Slot	Fast pass (enough to run)	Locked-in (stronger control)
Still prompt (P-Image → `images[0]`)	Reuse the animate-catalog still for that row, or one line: who, outfit, basic light.	Single subject explicit; pose, wardrobe, expression, light direction, set, lens + aspect—stable identity across reruns.
`video`	Animate-catalog driver for the motion you want to keep.	Same clip every run when comparing stills or prompt tweaks.
`instruction_prompt`	One line: driver subject → reference image 1 + keep motion/audio/camera.	Placement + identity mapping + sync line; call out props, blocking, and match lip sync and audio from the source video.

Note

Output size vs. driver size: resolution (720p / 1080p) sets the output megapixel budget and aspect ratio follows the driver. A 1080p replace may render at a higher pixel size than a 720p driver uploaded as video—that is expected. Side-by-side compare clips in our gallery are normalized to the driver’s frame size (crop-to-fill, no letterboxing).

Tip

For comprehensive video prompting (motion, framing, atmosphere), see the Video Generation guide.

How does it differ from other models?

The current market includes general video editing/modification models that can perform broad video transformations. P-Video-Replace is designed specifically for character replacement workflows: replacing people in an existing video while preserving the original motion, camera movement, lighting, background, and scene structure.

Benchmark numbers below are directional and may vary depending on resolution, clip length, settings, provider, queue time, and test date.

P-Video-Animate vs. P-Video-Replace

Both models take a source video and reference image(s), but they are built for different workflows—not interchangeable substitutes.

	P-Video-Animate	P-Video-Replace
What it does	Animates one image using motion, timing, and camera movement from a driver clip.	Replaces the character(s) in a video with the character(s) from reference stills.
What atmosphere you keep	The image’s atmosphere—look, lighting, wardrobe, and world of the still drive the output.	The video’s atmosphere—background, blocking, camera, and scene of the footage drive the output.
When to use it	You have an approved hero still and want it to perform like an existing take.	You have finished footage and want different people in the same shot.

Rule of thumb: Choose Animate when the still defines the world; choose Replace when the clip defines the world.

Choosing the right video model

Pruna ships four performance video models. They share the same prediction API, but each solves a different production problem. P-Video-Replace uses the p-video-replace model (Model: p-video-replace header) and requires an existing source video.

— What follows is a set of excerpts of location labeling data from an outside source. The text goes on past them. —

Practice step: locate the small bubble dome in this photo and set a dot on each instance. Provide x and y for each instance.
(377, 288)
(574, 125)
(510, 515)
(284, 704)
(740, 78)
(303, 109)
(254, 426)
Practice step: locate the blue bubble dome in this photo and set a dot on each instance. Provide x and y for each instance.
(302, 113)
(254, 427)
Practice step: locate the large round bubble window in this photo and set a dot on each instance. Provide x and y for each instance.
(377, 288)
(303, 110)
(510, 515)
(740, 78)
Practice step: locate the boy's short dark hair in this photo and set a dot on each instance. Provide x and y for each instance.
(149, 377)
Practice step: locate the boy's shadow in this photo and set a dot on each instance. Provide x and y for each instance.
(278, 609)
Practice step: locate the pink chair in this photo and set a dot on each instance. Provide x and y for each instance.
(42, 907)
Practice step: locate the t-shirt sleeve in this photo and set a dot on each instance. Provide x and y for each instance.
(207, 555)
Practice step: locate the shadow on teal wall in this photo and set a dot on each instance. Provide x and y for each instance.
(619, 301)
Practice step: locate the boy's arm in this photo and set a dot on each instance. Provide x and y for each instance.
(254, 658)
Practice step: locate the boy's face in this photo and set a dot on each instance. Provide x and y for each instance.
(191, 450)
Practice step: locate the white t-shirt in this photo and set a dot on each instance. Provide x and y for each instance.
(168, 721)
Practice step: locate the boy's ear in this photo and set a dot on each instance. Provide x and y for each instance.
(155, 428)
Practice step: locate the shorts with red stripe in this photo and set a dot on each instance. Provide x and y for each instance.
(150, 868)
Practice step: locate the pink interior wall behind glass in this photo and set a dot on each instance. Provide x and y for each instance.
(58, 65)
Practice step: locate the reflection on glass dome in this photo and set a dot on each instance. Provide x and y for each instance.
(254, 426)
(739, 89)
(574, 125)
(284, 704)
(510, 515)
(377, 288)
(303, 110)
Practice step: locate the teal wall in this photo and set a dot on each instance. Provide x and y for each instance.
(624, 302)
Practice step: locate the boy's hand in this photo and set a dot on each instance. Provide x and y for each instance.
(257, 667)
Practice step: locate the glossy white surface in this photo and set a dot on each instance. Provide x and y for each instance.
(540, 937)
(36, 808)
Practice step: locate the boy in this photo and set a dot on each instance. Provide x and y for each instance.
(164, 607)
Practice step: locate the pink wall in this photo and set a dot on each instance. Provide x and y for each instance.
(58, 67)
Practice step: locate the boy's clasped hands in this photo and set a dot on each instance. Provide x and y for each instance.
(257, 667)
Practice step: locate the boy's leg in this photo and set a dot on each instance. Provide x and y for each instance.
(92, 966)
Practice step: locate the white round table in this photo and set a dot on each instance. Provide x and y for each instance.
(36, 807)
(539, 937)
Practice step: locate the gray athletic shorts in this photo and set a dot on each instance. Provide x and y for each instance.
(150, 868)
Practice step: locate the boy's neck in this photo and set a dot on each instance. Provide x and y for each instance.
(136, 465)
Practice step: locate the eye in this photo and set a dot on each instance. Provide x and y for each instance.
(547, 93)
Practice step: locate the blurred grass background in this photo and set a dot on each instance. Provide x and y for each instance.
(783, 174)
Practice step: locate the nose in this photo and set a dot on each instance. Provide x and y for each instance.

	P-Video	P-Video-Avatar	P-Video-Animate	Replace (this page)
One-line job	Generate new footage from prompts	Speak from one still (script or audio)	Retarget one still with clip motion	Swap characters in existing footage
You start with	Text prompt (+ optional image refs)	Portrait still + `voice_script` or `audio`	Source video + one still	Source video + 1–4 identity stills
You keep from the source	N/A (new scene)	Aspect ratio of the still	Motion, timing, camera movement, and optionally audio	Camera, timing, blocking, background
Typical ask	“Make a 10 s product ad in this style.”	“This spokesperson says this line in French.”	“Animate this catalog still using our winning ad take.”	“Put our creator in this UGC b-roll.”

Quick decision guide

No source video yet → use P-Video to create the plate, or P-Video-Avatar if you only need a talking head from a still.
Footage exists and the hero still should move like the driver → P-Video-Animate (only the first entry in images is used). See P-Video-Animate vs. P-Video-Replace.
Footage exists and you need different people in the same shot → P-Video-Replace (Model: p-video-replace; use instruction_prompt when multiple people are on screen).

Tip

Common pipelines: Generate stills with P-Image → P-Video-Avatar for new spokesperson clips → P-Video-Replace to drop talent into b-roll → P-Video-Animate to apply a hero still to motion from an avatar or ad clip.

Speed and throughput

Metric	P-Video-Replace (720p benchmark)
Generation time per 1 s of output	3.58 s
Cost (720p)	$0.03/s of output video
Cost (1080p)	$0.06/s of output video

Key features

P-Video-Replace fits the same Pruna API patterns as P-Video and P-Video-Avatar:

UGC ad variations: Scale winning creatives by swapping in new creators, customers, or personas.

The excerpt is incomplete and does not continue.